Basis of Preparation and Presentation (IPSAS 1)

  • Basis of Preparation   - Financial statements are prepared on an accrual basis in accordance with Generally Accepted Accounting Principles (GAAP) and IPSAS.   - Consideration is given to the 1992 Constitution of the Republic of Ghana, Act 921, and L.I. 2378.   - Statements are prepared on a going-concern basis.

  • Components of Financial Statements   - (a) Statement of Financial Position   - (b) Statement of Financial Performance   - (c) Statement of Cash Flows   - (d) Statement of Changes in Net Assets/Equity   - (e) Statement of Receipts and Payments   - (f) Statement of Comparison of Budget and Actual Amounts   - (g) Notes to the financial statements   - (h) Comparative information   - (i) Special reports (e.g., Statement of financial performance by Classification of Functions of government - COFOG).

  • Measurement Basis   - Financial statements use the historical-cost convention.   - Financial assets are recorded at fair values.
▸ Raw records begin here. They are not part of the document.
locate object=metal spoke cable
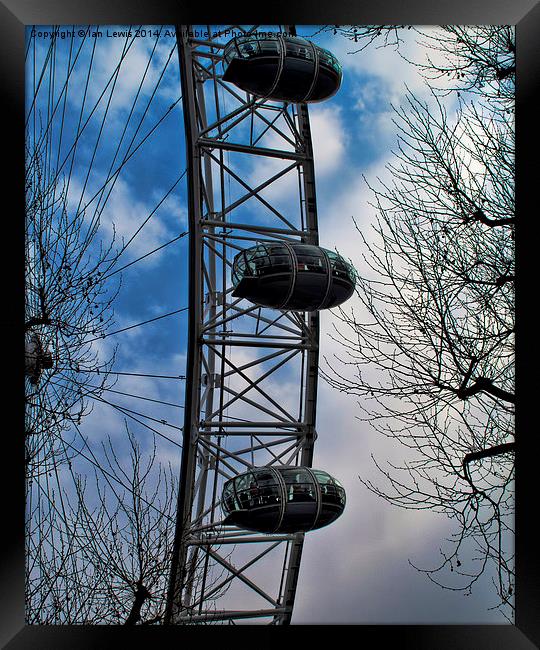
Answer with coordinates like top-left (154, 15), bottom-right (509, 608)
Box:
top-left (101, 231), bottom-right (189, 282)
top-left (83, 384), bottom-right (184, 409)
top-left (98, 169), bottom-right (187, 274)
top-left (56, 366), bottom-right (186, 380)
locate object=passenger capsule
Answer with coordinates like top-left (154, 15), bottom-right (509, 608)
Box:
top-left (223, 33), bottom-right (343, 103)
top-left (221, 466), bottom-right (345, 533)
top-left (232, 242), bottom-right (356, 311)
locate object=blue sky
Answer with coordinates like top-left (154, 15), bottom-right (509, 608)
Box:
top-left (27, 26), bottom-right (510, 623)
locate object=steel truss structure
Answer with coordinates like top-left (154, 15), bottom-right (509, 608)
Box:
top-left (166, 26), bottom-right (319, 624)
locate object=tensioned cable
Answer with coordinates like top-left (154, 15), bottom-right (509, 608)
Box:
top-left (100, 230), bottom-right (189, 282)
top-left (55, 366), bottom-right (186, 379)
top-left (83, 384), bottom-right (184, 409)
top-left (48, 374), bottom-right (182, 448)
top-left (98, 169), bottom-right (187, 273)
top-left (84, 38), bottom-right (176, 237)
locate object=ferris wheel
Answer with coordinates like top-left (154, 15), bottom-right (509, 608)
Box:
top-left (25, 26), bottom-right (355, 624)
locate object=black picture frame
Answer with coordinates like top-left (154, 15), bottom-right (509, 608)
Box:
top-left (0, 0), bottom-right (540, 650)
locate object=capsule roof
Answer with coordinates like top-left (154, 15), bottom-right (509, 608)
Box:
top-left (222, 466), bottom-right (345, 533)
top-left (232, 242), bottom-right (356, 311)
top-left (223, 33), bottom-right (343, 102)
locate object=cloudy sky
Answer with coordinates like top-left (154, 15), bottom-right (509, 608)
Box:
top-left (27, 26), bottom-right (505, 624)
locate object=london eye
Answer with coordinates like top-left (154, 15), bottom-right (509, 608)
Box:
top-left (25, 26), bottom-right (355, 624)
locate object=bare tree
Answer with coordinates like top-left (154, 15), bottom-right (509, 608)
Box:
top-left (325, 27), bottom-right (515, 612)
top-left (24, 145), bottom-right (120, 475)
top-left (27, 427), bottom-right (176, 625)
top-left (320, 25), bottom-right (516, 111)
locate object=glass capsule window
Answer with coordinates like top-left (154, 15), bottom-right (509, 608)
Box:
top-left (281, 468), bottom-right (317, 501)
top-left (295, 244), bottom-right (326, 273)
top-left (326, 250), bottom-right (356, 282)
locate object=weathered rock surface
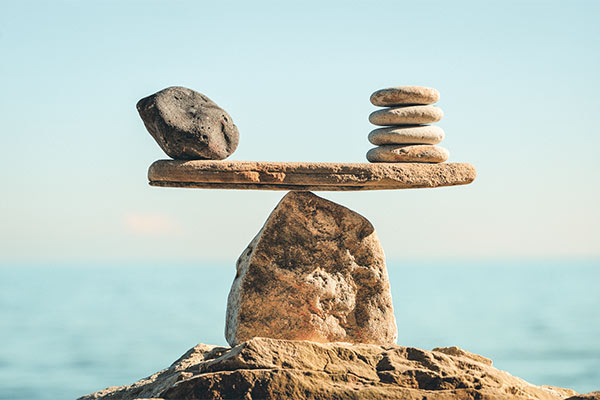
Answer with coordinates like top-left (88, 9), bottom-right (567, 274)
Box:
top-left (566, 392), bottom-right (600, 400)
top-left (80, 338), bottom-right (580, 400)
top-left (367, 144), bottom-right (450, 163)
top-left (371, 86), bottom-right (440, 107)
top-left (369, 125), bottom-right (444, 146)
top-left (148, 160), bottom-right (476, 191)
top-left (137, 86), bottom-right (239, 160)
top-left (369, 106), bottom-right (444, 126)
top-left (225, 192), bottom-right (397, 346)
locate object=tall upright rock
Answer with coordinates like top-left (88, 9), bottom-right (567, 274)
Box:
top-left (225, 192), bottom-right (397, 346)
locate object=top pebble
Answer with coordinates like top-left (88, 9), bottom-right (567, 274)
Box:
top-left (371, 86), bottom-right (440, 107)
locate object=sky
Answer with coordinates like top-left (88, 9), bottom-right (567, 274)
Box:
top-left (0, 0), bottom-right (600, 264)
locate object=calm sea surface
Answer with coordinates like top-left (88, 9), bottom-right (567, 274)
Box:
top-left (0, 262), bottom-right (600, 400)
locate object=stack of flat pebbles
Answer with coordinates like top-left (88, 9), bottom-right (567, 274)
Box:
top-left (367, 86), bottom-right (450, 163)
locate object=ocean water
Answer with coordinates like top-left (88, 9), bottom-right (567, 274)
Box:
top-left (0, 261), bottom-right (600, 400)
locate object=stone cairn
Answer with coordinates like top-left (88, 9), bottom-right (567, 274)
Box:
top-left (74, 87), bottom-right (587, 400)
top-left (367, 86), bottom-right (449, 163)
top-left (137, 87), bottom-right (475, 346)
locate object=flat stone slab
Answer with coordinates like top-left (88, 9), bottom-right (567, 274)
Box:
top-left (148, 160), bottom-right (476, 191)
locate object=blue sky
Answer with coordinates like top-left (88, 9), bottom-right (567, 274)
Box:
top-left (0, 0), bottom-right (600, 262)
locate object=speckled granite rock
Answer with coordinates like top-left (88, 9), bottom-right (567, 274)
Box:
top-left (225, 192), bottom-right (397, 346)
top-left (137, 86), bottom-right (239, 160)
top-left (369, 106), bottom-right (444, 126)
top-left (80, 338), bottom-right (580, 400)
top-left (371, 86), bottom-right (440, 107)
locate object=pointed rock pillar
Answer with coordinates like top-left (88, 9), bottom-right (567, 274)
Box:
top-left (225, 192), bottom-right (397, 346)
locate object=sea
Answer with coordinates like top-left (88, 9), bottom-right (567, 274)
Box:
top-left (0, 260), bottom-right (600, 400)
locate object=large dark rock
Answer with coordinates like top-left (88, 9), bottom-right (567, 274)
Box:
top-left (225, 192), bottom-right (397, 346)
top-left (137, 86), bottom-right (239, 160)
top-left (81, 338), bottom-right (580, 400)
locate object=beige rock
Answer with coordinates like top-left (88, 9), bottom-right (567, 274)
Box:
top-left (371, 86), bottom-right (440, 107)
top-left (369, 125), bottom-right (444, 146)
top-left (566, 390), bottom-right (600, 400)
top-left (225, 192), bottom-right (397, 345)
top-left (80, 338), bottom-right (580, 400)
top-left (367, 144), bottom-right (450, 163)
top-left (148, 160), bottom-right (476, 191)
top-left (369, 106), bottom-right (444, 126)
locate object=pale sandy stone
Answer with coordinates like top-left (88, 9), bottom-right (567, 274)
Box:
top-left (225, 192), bottom-right (397, 346)
top-left (367, 144), bottom-right (450, 163)
top-left (148, 160), bottom-right (476, 191)
top-left (369, 125), bottom-right (444, 146)
top-left (371, 86), bottom-right (440, 107)
top-left (80, 338), bottom-right (580, 400)
top-left (369, 106), bottom-right (444, 126)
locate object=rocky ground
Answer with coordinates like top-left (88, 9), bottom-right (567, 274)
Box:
top-left (80, 338), bottom-right (600, 400)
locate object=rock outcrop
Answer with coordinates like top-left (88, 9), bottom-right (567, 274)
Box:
top-left (225, 192), bottom-right (397, 346)
top-left (80, 338), bottom-right (580, 400)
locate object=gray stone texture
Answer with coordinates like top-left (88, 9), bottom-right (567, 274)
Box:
top-left (137, 86), bottom-right (239, 160)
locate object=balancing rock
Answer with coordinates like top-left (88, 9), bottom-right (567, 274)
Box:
top-left (367, 144), bottom-right (450, 163)
top-left (225, 192), bottom-right (397, 346)
top-left (369, 106), bottom-right (444, 126)
top-left (370, 86), bottom-right (440, 107)
top-left (137, 86), bottom-right (239, 160)
top-left (369, 125), bottom-right (444, 146)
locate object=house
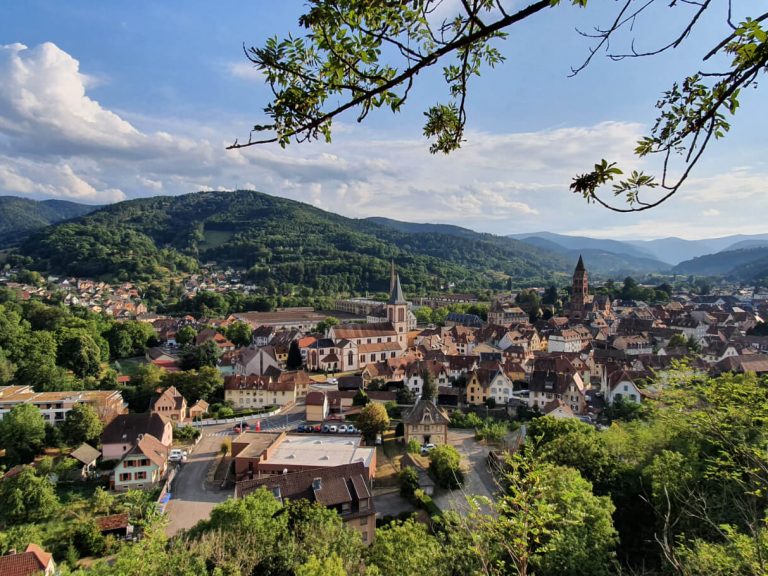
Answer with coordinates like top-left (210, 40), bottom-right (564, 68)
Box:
top-left (95, 513), bottom-right (133, 539)
top-left (69, 443), bottom-right (101, 480)
top-left (466, 364), bottom-right (513, 406)
top-left (403, 398), bottom-right (451, 444)
top-left (235, 462), bottom-right (376, 544)
top-left (234, 346), bottom-right (280, 376)
top-left (110, 434), bottom-right (170, 492)
top-left (0, 385), bottom-right (128, 424)
top-left (232, 432), bottom-right (376, 481)
top-left (224, 375), bottom-right (297, 409)
top-left (101, 412), bottom-right (173, 460)
top-left (306, 391), bottom-right (329, 422)
top-left (149, 386), bottom-right (187, 424)
top-left (0, 544), bottom-right (56, 576)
  • Functional and Presentation Currency (IPSAS 4)   - The functional and presentation currency is the Ghana Cedi (GHϕ\text{GH}\phi).   - Translation Rules:     - Revenue: Bank of Ghana buying rates of exchange at the date of the transaction.     - Expenditure: Bank of Ghana selling rates of exchange at the date of the transaction.     - Monetary Assets/Liabilities (Period-end): Prevailing Bank of Ghana mid-rate of exchange.     - Non-monetary items (Fair Value): Bank of Ghana mid-rate at the date fair value was determined.     - Non-financial items (Historical Cost): Bank of Ghana mid-rate at the date of measurement.     - Foreign Operations: Gains/losses on translation are reported on a net basis in the Statement of Changes in Net Assets/Equity under foreign currency reserve.

Revenue Recognition (IPSAS 9 & 23)

  • Revenue from Non-Exchange Transactions (IPSAS 23)   - Defined as transactions where the entity receives value without directly giving value in exchange.   - Direct Taxes: Earned from individuals and organizations, payable to the Ghana Revenue Authority (GRA). Includes income tax, Capital Gains tax, Gift tax, and property tax. Recognized when the taxable event occurs.   - Indirect Taxes: Accruing to GRA from consumption of goods/services. Recognized when the taxable event occurs.   - Non-tax Revenues: Fees, fines, licenses, and royalties, legally enforceable by legislative instruments.   - Grant Revenues:     - Condition for Use: Initially recognized as a liability (unearned revenue). Reduced and recognized as revenue only upon fulfillment of conditions.     - Restrictions for Use: Recognized immediately as revenue with disclosures (e.g., MP's Common fund).     - Trust Moneys: Recognized as a liability; assets disclosed under Cash and Cash Equivalents.   - Government Subventions: Recognized when there is a probable commitment of funding.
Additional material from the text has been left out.